= Povel Hansson Paus =

Norwegian priest

Sir Povel Hansson Paus (1620 – 1658) (Note: As a member of the clergy, one of the two privileged estates, he was styled as herr in Norwegian or Dominus in Latin, conventionally rendered as Sir as an ecclesiastical title in English; the Norwegian style herr was (until the 19th century) reserved for members of the clergy and the nobility; its predecessor sira (sir) had been introduced as the style for clergymen in Norway in the 13th century and gradually been replaced by the Norwegianized version herr from the 15th century.) was a Norwegian priest.

==Biography==

He was born in Oslo in 1620 as the son of the priest Hans Povelsson Paus the Elder (1587–1648). He attended Latin school in Frederiksborg, Denmark.

He then went abroad for university studies together with his brother Anders Hansson Paus. From November 1642 the brothers studied philosophy and theology at the University of Franeker. From Anders Hansson Paus, there is an academic oration printed in Greek at the University of Franeker in 1644, where he lists some of the country's most prominent men—chancellor Jens Bjelke, Bjelke's son-in-law Daniel Ottesen Bildt of Hafslund, Admiral Sten Willumsen Rosenvinge of Tose, and Bishop Oluf Boesen—as patrons of his father who funded his education, and S. H. Finne-Grønn writes that the same patrons certainly also paid for Povel's studies. In May 1649 Povel earned the Magister's degree at the University of Copenhagen. (Note: The Magister's degree was the highest degree at the Faculty of Philosophy. Only a small minority of priests possessed this degree; many of them rose to prominent positions such as bishop or provost.)

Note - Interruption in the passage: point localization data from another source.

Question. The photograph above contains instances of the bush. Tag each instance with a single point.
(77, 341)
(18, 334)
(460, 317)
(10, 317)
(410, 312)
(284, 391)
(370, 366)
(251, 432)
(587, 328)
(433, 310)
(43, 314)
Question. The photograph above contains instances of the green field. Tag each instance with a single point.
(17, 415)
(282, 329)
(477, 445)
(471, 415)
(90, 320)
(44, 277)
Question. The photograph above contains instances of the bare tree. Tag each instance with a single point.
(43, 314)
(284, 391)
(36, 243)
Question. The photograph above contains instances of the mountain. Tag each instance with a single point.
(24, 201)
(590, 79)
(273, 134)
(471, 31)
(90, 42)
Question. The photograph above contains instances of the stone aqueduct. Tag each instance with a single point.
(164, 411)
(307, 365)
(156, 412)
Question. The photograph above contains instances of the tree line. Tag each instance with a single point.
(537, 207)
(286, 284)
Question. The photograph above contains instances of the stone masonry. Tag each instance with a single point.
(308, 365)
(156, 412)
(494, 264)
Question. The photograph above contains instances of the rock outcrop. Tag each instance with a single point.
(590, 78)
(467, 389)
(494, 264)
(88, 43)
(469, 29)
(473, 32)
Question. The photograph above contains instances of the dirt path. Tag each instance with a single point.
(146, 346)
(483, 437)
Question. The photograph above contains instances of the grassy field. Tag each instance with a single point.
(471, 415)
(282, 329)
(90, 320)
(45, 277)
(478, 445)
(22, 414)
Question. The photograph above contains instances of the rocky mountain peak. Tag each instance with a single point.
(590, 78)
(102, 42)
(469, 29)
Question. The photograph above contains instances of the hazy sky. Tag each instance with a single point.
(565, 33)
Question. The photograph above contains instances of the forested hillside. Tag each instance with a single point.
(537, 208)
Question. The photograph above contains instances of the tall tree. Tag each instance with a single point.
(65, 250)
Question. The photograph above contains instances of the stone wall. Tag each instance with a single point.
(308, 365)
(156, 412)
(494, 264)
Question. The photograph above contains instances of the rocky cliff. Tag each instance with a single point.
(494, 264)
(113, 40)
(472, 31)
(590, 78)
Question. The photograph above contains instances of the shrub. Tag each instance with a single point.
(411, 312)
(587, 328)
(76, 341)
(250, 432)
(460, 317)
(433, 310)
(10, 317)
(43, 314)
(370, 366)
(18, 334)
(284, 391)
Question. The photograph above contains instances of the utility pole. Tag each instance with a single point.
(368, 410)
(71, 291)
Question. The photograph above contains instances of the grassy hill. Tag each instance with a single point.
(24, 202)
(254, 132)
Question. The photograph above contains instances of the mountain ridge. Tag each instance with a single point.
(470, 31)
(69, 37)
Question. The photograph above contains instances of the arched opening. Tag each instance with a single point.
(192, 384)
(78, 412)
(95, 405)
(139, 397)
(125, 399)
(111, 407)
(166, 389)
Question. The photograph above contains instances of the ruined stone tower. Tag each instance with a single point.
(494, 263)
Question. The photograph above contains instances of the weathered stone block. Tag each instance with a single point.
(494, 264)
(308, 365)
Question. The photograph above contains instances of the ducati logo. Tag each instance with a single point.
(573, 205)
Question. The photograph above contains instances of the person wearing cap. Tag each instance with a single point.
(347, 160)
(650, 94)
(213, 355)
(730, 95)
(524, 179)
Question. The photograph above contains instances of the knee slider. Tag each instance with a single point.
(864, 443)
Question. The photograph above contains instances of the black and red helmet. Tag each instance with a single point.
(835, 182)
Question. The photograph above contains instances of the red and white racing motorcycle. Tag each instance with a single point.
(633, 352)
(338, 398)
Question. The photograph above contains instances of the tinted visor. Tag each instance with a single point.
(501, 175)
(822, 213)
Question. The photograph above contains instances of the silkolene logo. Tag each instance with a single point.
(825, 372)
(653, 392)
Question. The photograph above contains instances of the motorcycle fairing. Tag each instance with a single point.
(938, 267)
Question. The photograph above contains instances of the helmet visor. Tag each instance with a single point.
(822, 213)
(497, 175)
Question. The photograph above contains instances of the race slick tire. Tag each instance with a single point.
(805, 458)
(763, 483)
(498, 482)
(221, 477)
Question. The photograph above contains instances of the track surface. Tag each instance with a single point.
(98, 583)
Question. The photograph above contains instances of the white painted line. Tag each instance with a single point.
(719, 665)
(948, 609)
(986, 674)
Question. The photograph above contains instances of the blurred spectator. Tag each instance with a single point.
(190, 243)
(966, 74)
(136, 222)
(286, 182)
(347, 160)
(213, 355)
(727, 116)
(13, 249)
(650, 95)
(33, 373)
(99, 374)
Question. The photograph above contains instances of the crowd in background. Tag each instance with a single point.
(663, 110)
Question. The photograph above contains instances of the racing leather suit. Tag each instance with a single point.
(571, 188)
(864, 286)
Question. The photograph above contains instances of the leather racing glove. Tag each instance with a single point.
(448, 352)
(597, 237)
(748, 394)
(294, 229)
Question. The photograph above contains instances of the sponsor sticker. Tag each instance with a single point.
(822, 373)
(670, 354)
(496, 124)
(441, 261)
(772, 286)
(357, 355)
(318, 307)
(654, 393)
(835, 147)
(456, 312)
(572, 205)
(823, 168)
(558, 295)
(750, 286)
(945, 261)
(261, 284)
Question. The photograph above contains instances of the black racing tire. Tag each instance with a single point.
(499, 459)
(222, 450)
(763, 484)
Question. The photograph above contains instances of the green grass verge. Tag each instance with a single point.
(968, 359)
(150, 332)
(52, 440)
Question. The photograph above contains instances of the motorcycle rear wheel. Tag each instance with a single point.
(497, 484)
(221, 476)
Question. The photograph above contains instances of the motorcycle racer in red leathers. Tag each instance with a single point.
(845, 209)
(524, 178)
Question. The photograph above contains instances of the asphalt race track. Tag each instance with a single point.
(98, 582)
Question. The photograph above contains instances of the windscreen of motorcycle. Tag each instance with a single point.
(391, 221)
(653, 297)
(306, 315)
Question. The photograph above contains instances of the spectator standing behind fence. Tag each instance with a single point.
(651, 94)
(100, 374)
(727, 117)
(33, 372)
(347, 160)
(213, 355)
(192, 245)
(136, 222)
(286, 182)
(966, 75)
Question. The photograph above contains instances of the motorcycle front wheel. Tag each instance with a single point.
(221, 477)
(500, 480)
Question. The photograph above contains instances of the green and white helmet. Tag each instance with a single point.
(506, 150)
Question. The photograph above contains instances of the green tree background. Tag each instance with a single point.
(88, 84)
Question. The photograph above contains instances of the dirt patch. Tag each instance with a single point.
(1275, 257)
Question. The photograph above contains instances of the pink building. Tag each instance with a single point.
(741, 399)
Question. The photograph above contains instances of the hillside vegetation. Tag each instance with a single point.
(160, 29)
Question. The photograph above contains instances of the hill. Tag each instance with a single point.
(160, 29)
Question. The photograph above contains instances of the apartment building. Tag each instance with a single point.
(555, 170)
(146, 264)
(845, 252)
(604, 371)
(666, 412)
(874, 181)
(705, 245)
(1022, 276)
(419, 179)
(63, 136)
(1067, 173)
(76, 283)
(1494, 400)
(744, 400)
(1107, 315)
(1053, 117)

He then served as tutor at Oslo Cathedral School before becoming the school's conrector.

In 1653 he received a royal decree that promised him a position as parish priest of a parish to which the Crown held right of patronage. In September 1655 he became parish priest of Lier, Bragernes and Strømsø (i.e. Drammen and surroundings). He celebrated his first mass in Bragernes Church on 21 October 1655.

Povel Hansson Paus participated in the homage to Prince Christian in 1656 and in the meeting of the estates of the realm—the closest thing the kingdom had to a parliament—in 1657 as a representative of the clergy in the Diocese of Oslo. He died aged only 38 in February 1658. He was interred inside Bragernes Church, an honor reserved for notables. He married Magdalene Eriksdatter in Christiania in 1652.